Adapting to Better Care
Botswana leaders were ahead of other African countries in rolling out prevention and treatment programs. They began with a short course of maternal and infant AZT and provided infant formula to prevent mother-to-child transmission.
All women and infants in the Mashi study received at least AZT, which has been shown to halve the rate of mother-to-child transmission. At the start, half of the mothers and infants also received the promising addition of a single dose of nevirapine, suggested to be nearly as powerful by itself by more recent studies in developing countries and hypothesized to provide significant additional protection when added to short-course AZT.

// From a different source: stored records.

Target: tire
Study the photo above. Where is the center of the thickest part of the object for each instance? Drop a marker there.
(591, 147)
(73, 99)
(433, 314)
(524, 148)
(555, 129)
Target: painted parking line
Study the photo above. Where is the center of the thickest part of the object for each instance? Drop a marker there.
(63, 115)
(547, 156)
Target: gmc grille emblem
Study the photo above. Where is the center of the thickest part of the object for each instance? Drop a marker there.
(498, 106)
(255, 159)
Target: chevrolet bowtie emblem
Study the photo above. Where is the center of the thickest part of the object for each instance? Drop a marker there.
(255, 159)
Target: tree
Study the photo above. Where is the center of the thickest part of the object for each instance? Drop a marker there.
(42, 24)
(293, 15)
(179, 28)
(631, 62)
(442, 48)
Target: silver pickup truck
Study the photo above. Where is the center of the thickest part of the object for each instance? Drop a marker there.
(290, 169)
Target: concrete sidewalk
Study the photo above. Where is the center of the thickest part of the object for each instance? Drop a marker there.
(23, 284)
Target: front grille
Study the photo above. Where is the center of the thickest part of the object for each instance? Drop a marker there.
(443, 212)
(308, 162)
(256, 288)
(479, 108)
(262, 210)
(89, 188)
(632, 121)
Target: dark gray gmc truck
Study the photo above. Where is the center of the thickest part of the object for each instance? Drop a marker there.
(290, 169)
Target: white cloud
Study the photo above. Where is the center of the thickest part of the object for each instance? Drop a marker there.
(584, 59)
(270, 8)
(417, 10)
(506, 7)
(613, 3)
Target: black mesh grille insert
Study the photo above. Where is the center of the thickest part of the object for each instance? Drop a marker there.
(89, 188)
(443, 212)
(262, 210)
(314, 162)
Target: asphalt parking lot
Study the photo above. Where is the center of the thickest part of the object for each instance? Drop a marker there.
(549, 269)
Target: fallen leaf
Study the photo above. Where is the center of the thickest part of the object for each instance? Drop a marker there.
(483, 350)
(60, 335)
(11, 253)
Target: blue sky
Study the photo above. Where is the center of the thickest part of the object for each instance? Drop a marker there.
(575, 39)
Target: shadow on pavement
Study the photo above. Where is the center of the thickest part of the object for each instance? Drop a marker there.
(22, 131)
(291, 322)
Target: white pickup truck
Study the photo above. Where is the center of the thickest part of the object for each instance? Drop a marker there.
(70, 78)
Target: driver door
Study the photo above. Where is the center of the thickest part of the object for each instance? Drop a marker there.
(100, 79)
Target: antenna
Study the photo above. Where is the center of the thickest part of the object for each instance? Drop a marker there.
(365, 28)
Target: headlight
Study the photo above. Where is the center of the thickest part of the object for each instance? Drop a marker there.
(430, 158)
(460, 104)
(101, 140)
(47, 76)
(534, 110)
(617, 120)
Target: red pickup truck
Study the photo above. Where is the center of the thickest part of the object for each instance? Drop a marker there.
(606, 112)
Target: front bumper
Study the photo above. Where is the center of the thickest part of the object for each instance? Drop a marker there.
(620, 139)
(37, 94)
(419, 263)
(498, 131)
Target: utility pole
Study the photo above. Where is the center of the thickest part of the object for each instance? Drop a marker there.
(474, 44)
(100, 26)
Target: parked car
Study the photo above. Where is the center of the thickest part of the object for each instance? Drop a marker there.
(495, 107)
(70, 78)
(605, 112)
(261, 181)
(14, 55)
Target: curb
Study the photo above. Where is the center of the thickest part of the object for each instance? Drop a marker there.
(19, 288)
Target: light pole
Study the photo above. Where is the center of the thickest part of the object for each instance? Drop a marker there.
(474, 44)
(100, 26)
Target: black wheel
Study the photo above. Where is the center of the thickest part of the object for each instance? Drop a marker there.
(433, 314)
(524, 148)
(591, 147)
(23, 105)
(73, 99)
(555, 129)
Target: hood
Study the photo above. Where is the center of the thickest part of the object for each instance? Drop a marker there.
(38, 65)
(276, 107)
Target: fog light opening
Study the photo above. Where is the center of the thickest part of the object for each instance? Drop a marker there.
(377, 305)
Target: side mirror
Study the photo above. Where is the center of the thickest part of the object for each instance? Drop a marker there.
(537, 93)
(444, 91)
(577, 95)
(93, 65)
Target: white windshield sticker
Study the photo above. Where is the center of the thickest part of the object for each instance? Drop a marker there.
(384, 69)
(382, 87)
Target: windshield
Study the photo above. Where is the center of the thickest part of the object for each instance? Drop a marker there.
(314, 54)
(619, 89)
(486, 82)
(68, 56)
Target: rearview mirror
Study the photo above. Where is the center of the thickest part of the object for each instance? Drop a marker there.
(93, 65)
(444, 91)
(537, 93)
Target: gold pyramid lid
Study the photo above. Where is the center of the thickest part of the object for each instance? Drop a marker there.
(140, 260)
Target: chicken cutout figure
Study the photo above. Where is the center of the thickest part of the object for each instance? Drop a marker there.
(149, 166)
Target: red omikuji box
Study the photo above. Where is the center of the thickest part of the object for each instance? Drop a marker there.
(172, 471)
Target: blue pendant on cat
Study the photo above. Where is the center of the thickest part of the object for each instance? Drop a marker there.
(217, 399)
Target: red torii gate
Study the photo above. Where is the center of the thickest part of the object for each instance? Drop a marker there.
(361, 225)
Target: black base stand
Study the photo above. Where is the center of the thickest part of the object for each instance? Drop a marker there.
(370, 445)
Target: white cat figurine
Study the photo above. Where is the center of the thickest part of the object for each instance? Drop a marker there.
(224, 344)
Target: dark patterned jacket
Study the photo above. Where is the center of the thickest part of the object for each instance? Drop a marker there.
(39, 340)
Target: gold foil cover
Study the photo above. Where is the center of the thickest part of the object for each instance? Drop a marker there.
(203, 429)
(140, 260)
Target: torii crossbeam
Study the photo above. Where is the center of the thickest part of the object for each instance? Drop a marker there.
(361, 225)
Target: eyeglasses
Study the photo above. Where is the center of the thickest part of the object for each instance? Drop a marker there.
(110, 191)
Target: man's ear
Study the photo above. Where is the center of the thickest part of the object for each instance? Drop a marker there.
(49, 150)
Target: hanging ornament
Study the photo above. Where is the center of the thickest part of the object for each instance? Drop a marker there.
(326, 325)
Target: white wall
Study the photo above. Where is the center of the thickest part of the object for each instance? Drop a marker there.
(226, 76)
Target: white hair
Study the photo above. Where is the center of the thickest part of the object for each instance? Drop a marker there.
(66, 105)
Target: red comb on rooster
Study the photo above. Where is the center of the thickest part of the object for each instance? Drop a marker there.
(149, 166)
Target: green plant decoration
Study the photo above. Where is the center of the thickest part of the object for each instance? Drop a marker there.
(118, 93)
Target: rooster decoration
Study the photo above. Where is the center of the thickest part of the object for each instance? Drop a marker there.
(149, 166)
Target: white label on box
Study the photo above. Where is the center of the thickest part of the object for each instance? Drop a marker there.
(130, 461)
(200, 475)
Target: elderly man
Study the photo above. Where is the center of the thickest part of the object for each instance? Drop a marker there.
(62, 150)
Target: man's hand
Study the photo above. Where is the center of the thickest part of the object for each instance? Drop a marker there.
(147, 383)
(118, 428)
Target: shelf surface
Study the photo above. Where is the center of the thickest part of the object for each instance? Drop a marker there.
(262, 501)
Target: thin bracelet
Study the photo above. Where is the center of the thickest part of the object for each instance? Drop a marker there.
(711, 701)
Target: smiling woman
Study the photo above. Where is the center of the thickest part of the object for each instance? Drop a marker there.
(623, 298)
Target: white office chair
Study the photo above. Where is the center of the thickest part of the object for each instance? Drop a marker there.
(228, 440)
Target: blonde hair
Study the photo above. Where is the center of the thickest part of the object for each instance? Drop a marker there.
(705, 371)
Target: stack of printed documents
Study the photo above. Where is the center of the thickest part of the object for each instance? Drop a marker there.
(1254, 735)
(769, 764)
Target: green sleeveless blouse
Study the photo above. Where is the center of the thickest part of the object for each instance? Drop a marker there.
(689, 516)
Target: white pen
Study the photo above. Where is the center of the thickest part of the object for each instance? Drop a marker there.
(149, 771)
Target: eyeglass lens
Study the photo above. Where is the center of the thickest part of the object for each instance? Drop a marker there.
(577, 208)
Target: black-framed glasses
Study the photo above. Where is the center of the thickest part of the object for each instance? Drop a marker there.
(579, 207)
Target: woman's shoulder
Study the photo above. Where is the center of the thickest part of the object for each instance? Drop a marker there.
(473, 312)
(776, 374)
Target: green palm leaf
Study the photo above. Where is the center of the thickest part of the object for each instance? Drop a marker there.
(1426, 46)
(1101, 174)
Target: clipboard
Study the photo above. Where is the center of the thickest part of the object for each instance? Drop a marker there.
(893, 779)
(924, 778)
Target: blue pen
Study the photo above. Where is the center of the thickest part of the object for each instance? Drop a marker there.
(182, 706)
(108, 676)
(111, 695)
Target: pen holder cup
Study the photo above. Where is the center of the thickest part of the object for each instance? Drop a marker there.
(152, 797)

The study started before any treatment was available in Botswana, but things quickly changed, prompting several protocol modifications. All Mashi infants also began receiving nevirapine after a Thailand-based HSPH team led by Marc Lallemant reported that AZT and nevirapine were better than AZT alone at preventing mother-to-child transmission. And as soon as Botswana became the first African country to launch a free national antiretroviral therapy program in one locale, the study team added the same treatment for study participants in all four locales. Thinking ahead, Lockman and her colleagues prospectively designed a new study question into the protocol change as an observational study on a randomized cohort.
“You’re always walking an ethical tightrope to make sure you’re answering a question that is relevant and providing the best standard of care,” said Lockman. “You absolutely have to strive to do the right thing. Every effort should be made to provide effective combination treatment for HIV-infected women who need it for their own health, whenever they need it, including during pregnancy.”